# occellaris clowns with flame angel?



## aherr (Jan 30, 2008)

Thanks bobo i returned my 3 damsels to the pet shop (had to pull out all my live rock to catch them) the next fish i was thinking about getting was a flame angel how will my ocellaris clowns get along with it???


----------



## bettababy (Oct 12, 2006)

ocellaris clowns and flame angels can mix if the tank is big enough. I wouldn't attempt this in less than about 125 gallons, as the angels can tend to pick on the clowns, causing stress, and then illness which usually leads to death. It also helps if the clowns have an anemone to hide in when feeling threatened. For ocellaris, the rose bubble tip anemones work really well, but most bubble tip anemones will work fine.


----------



## bobo (Sep 20, 2007)

aherr. whats the size of your tank? 

if its 55+ try a yellow or black tang. Also look up fire fish, sixline wrasse and a few gobies and blennies(these fit in 10+ gallons, most atleast) . The yellow longnosed butterfly fish is also nice in a 55+ assuming you dont have coral. If you really want an angel i`d say go for the lemonpeel.


----------



## aherr (Jan 30, 2008)

*ocellaris clowns*

Bobo my tank is a 55 gallon and now im actually dealing with a different issue before i start buying more fish. My clowns seem to stay in the upper right corner of the tank and only move to eat. Its been a day since I took the damsels back to the pet store and they are the only fish in the tank. Also the large ocellaris clown seems to have a red bump in his mouth and a few flaky scales on its body. Is it sick and or why dont they come out? Im from milwaukee to do u work at a fish store around here?

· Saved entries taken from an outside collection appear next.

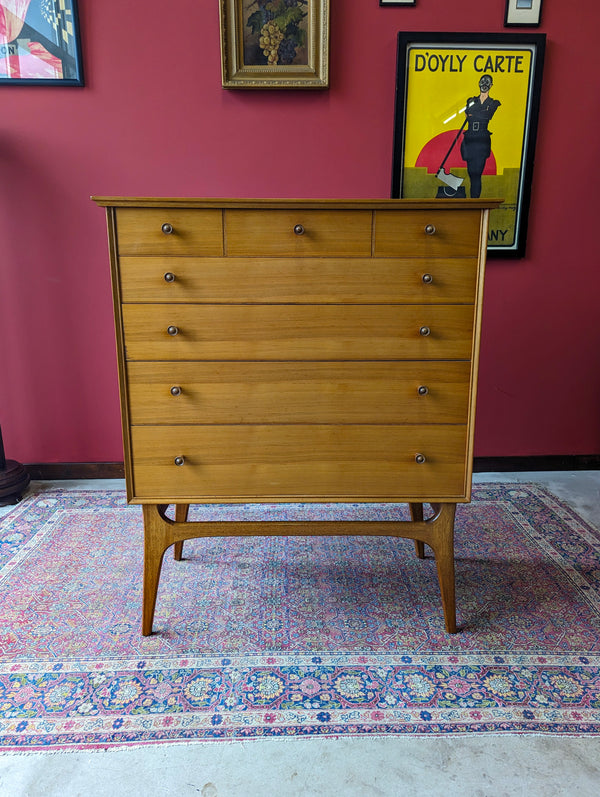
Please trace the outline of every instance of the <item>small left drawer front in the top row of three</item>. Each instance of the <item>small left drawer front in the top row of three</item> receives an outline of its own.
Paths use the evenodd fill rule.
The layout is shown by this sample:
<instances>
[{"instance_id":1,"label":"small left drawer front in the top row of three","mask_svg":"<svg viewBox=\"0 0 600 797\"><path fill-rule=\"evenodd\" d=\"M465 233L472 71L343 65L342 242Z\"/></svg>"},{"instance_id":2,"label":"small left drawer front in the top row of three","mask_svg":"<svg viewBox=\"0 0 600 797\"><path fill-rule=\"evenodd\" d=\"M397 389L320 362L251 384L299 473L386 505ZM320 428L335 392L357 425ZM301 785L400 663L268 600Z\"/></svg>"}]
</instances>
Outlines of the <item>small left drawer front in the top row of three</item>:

Thanks


----------



## bettababy (Oct 12, 2006)

Take a water sample into Hoffer's Tropic Life Pets. It's on N76th & Good Hope. Go back to the fish room and ask for either Joe or LuAnn, and tell them that Dawn sent you. They'll be the best to help you the fastest. If you can take a pic of the clowns with you (a clear one) that will help even more. Joe is the manager and LuAnn is assistant manager in the fish room. The testing will cost you a few bucks now, but its well worth it if you're getting reliable help on the spot.
Put at least 1 full cup of tank water into a zip lock baggie and get it there within one hour of taking it from the tank. Anything beyond this amount of time will not assure accurate test results. Hoffer's is open from 10am - 8pm Mon thru Fri, 10am - 7pm on Sat, and 10am - 4pm on Sun.


----------